Oh, 24th Feb that's the wife's birthday, she won't mind much


----------



## Fourstar (18/2/10)

Next wednesday! All paid up and signed up yesterday @ BJCP! Whoop Whoop! :icon_chickcheers:


----------



## Supra-Jim (18/2/10)

mxd said:


> Oh, 24th Feb that's the wife's birthday, she won't mind much



It's all in the spin mxd. Tell you've organised a lovely evening of peace and quite, then duck!!!

Cheers SJ


----------



## mxd (18/2/10)

Supra-Jim said:


> It's all in the spin mxd.
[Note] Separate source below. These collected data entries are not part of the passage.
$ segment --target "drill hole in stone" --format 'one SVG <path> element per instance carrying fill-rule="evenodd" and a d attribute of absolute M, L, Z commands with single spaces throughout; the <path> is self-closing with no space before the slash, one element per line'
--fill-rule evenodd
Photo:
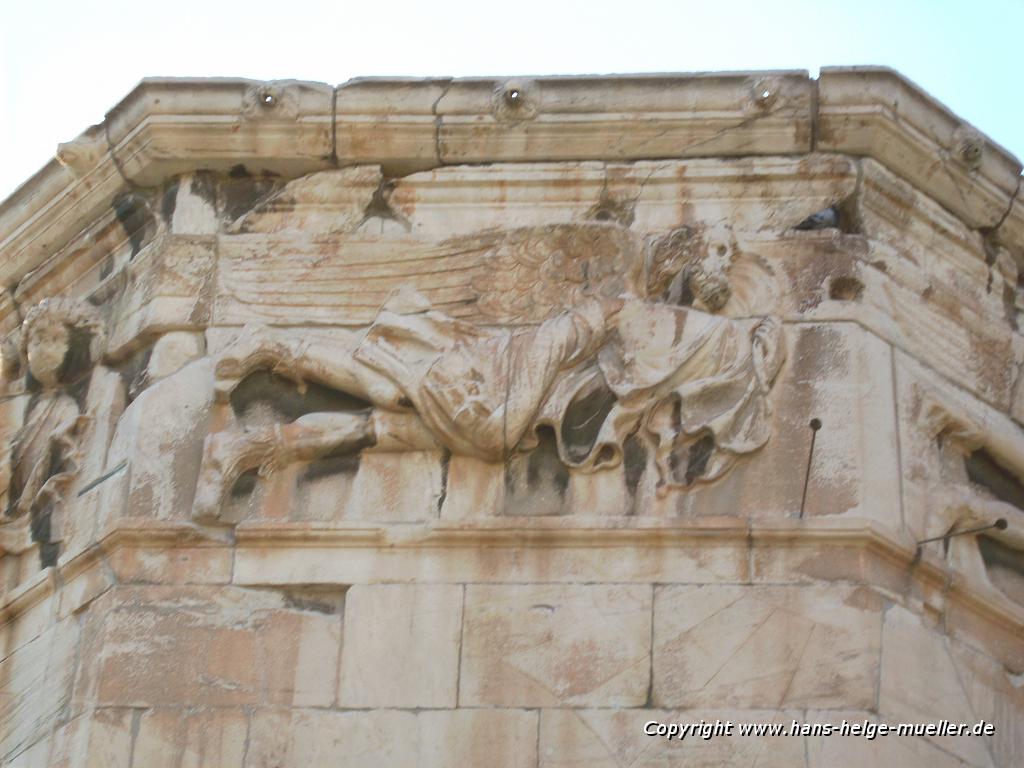
<path fill-rule="evenodd" d="M 864 293 L 864 283 L 856 277 L 834 277 L 828 285 L 828 297 L 833 301 L 857 301 Z"/>
<path fill-rule="evenodd" d="M 981 145 L 979 143 L 969 141 L 960 148 L 960 156 L 969 165 L 977 165 L 981 162 L 981 151 Z"/>
<path fill-rule="evenodd" d="M 819 429 L 821 429 L 821 419 L 818 419 L 818 418 L 811 419 L 810 427 L 815 432 L 817 432 Z"/>
<path fill-rule="evenodd" d="M 272 107 L 272 106 L 274 106 L 274 94 L 272 94 L 272 93 L 263 93 L 260 96 L 260 101 L 263 102 L 263 106 L 265 106 L 265 107 Z"/>
<path fill-rule="evenodd" d="M 505 91 L 505 102 L 510 107 L 518 107 L 523 103 L 523 92 L 519 88 L 509 88 Z"/>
Tell you've organised a lovely evening of peace and quite, then duck!!!
> 
> Cheers SJ



your right it's a family night, can put the kids in they cay and then drop me off and pick me up


----------



## Supra-Jim (18/2/10)

That's the spirit!

Cheers SJ

no excuses now, you better there!


----------



## Siborg (25/2/10)

Was cool to meet everyone last night. I'm now a member. 
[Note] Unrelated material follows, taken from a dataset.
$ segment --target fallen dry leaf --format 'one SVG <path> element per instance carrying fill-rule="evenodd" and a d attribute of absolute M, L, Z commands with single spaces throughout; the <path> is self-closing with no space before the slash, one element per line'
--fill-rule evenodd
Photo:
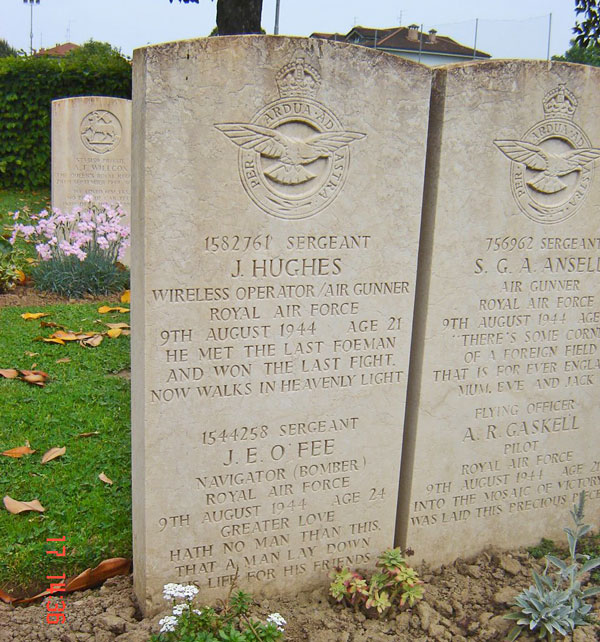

Hopefully getting into better (AG) brews!


----------



## Andyd (25/2/10)

Welcome aboard Siborg!

There should be a few all grain brew days coming up, so keep your ears peeled to the mailing list for details!

Regards,

Andy


----------



## razz (21/4/10)

I take it the April meeting is next Wednesday? Have not been to a meeting for about 6 months. Anyone know what's on?


----------



## Wolfy (21/4/10)

razz said:


> I take it the April meeting is next Wednesday? Have not been to a meeting for about 6 months. Anyone know what's on?


According to the newsletter: http://melbournebrewers.org/wiki/NewsLetters
April 28 - Club Meeting, Red Ale Judging


----------



## razz (21/4/10)

Thanks Wolfy, are you going?


----------